You’ve seen it, you’ve heard of it, you’ve dealt with it: Momnesia—that period of memory lapses and fuzzy thinking that follow giving birth.
A bunch of neurologists who study postpartum moms have discovered what anyone who’s ever pushed out a baby can tell you: babies cause you to lose your mind and everything that goes with it—your car keys, your wallet, your shoes and even your other kid.
When my first was 3-months-old, I loaded her into her car seat and drove to the nearest drugstore. I got out of the car, locked it and walked into the store. About 30 seconds later, I realized three things: I’d left the baby in the car, the car was locked, and I didn’t have the car keys. In fact, as I ran back to the car, I realized the engine was still running. The only thing I did right was putting the car in park.
Can you say mommy freak-out? The baby was asleep, thank God, and it was November (i.e., she wasn’t going to die of heat exhaustion within minutes). This was in the days before ubiquitous cell phones. So calling my spouse to tell him I was an idiot who’d just locked his firstborn in a running car, and could he please come bail me out, wasn’t my first option.
I ran back into the store. I told the clerk what happened, trying not to hyperventilate while watching out the window for potential baby snatchers. The clerk reached under the counter and pulled out a rigged coat hanger.
“Happens all the time,” he said. “Well, not with the baby and the engine running, but …”
My circa 1986 Honda Accord was amenable to being jimmied with a coat hanger, so my baby was only in the car by herself for a few minutes. Those minutes were not as excruciatingly long as the ones when we lost our 4-year-old son in the Atlanta airport (another column one day), but they were none-the-less longer, by far, than your typical 60 seconds.
While Momnesia can be dangerous (see above), scientists say there’s actually a biological benefit to losing one’s mind. Basically, new moms use every ounce of available brain power making sure their offspring survive. Your brain can handle only so much at a time. When you’re learning (or relearning) how to take care of a newborn, it’s difficult to focus on other complex learning, or remember where you left your car keys. All your energy, like it or not, has been taken over by the biological imperative of protecting the next generation. Many pediatricians will tell you that they trust a mother’s instincts about whether or not there is something wrong with her baby, regardless of that baby’s symptoms.

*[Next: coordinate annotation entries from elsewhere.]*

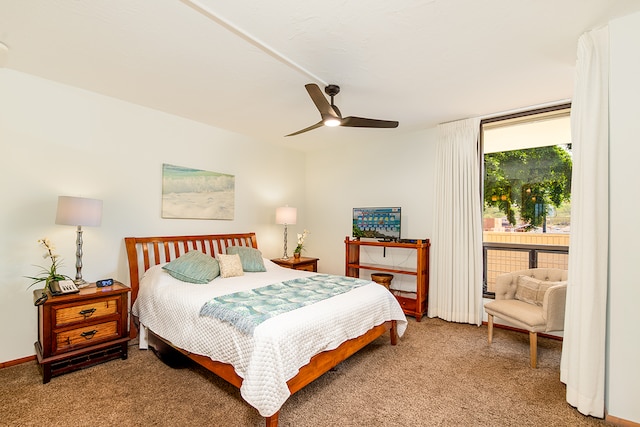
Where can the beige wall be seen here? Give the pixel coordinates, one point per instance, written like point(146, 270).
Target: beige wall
point(57, 140)
point(623, 342)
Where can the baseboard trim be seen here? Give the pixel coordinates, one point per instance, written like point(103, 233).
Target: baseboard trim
point(511, 328)
point(619, 422)
point(17, 361)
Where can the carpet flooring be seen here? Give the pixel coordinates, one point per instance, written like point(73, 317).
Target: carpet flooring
point(439, 374)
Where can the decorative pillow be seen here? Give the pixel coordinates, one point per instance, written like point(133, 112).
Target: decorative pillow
point(527, 289)
point(230, 265)
point(194, 267)
point(532, 290)
point(250, 258)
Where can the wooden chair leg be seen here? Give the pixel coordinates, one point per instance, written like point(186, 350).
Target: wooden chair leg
point(490, 327)
point(533, 348)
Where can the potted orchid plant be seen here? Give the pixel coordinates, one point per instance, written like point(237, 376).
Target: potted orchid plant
point(51, 274)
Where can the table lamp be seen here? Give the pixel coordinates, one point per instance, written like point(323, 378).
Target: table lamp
point(79, 211)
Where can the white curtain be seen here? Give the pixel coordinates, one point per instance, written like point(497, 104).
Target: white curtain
point(582, 365)
point(455, 287)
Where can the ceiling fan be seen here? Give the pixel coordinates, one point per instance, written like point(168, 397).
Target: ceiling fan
point(331, 115)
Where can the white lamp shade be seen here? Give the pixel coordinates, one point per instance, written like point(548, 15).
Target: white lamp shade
point(79, 211)
point(286, 215)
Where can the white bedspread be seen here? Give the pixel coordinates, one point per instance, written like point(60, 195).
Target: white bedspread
point(280, 346)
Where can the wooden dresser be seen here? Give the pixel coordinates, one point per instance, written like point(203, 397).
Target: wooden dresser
point(82, 329)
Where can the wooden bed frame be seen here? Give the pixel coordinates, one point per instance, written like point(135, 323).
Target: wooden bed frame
point(145, 252)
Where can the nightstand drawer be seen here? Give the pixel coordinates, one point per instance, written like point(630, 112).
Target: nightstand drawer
point(84, 312)
point(407, 304)
point(88, 335)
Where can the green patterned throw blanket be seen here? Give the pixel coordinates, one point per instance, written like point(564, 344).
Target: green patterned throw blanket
point(246, 310)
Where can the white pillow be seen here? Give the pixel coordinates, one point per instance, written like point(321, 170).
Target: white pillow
point(230, 265)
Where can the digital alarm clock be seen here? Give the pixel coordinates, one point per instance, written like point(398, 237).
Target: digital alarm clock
point(104, 282)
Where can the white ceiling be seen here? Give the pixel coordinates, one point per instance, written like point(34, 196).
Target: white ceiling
point(242, 65)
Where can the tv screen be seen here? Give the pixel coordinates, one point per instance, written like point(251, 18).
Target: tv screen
point(377, 223)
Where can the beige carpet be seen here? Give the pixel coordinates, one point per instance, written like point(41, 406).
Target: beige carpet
point(440, 374)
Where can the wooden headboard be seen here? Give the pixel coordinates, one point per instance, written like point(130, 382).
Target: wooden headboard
point(145, 252)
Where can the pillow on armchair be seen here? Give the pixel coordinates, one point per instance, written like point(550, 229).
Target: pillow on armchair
point(531, 290)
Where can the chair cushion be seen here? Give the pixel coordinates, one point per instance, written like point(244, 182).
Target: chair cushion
point(531, 290)
point(524, 315)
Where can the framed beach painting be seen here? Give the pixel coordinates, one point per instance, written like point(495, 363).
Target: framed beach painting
point(189, 193)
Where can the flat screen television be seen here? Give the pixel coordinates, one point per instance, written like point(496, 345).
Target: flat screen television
point(377, 223)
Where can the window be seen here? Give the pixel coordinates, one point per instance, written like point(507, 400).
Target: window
point(526, 191)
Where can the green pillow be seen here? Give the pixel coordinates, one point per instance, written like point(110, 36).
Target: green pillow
point(250, 258)
point(194, 267)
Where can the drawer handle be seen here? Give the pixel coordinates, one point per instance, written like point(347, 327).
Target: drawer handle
point(88, 334)
point(88, 312)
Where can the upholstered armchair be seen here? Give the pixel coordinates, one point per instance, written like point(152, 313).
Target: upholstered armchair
point(533, 300)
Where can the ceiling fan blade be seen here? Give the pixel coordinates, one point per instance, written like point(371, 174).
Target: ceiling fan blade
point(360, 122)
point(317, 125)
point(321, 102)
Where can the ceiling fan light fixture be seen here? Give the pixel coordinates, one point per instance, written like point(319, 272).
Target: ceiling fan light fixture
point(331, 122)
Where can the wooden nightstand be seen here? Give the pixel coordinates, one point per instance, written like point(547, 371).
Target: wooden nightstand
point(303, 263)
point(82, 329)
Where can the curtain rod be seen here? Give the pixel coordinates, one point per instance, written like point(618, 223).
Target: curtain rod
point(515, 111)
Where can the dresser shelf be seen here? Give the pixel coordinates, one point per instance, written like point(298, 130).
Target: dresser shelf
point(413, 303)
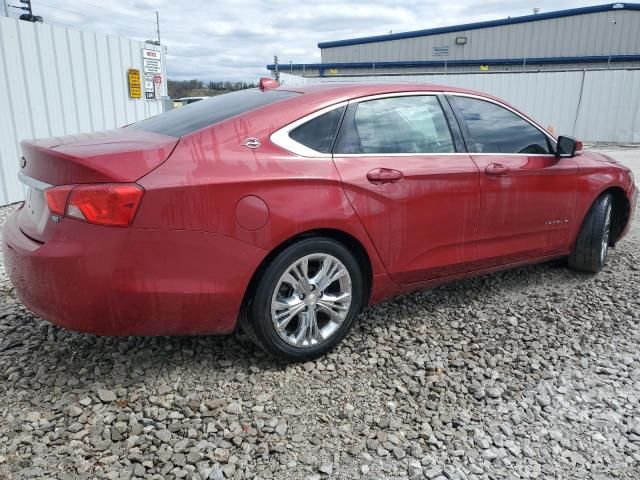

Enviro-spouse was always amazed that, even though I couldn’t tell him what I’d had for lunch on a given day, I could recite the baby’s exact eating, sleeping and pooping schedule going back several days. I could describe the consistency, weight and number of wet diapers. I knew exactly how many times she nursed, how many minutes she slept and how often she made eye contact with the cat. I couldn’t remember my husband’s birthday, but I knew exactly when our baby next needed to eat.
The good news is that, as the baby grows older and stops needing around-the-clock care, and the birthing hormones stabilize, Momnesia fades. A pediatric cardiologist once told me it takes about four years after giving birth for the brain’s connections to return to normal. Although I suspect that, like my hip joints, my brain won’t ever quite be the same.
But that’s OK. Now I have two kids who often remember what I don’t. Like not to leave them locked in the car with the engine running.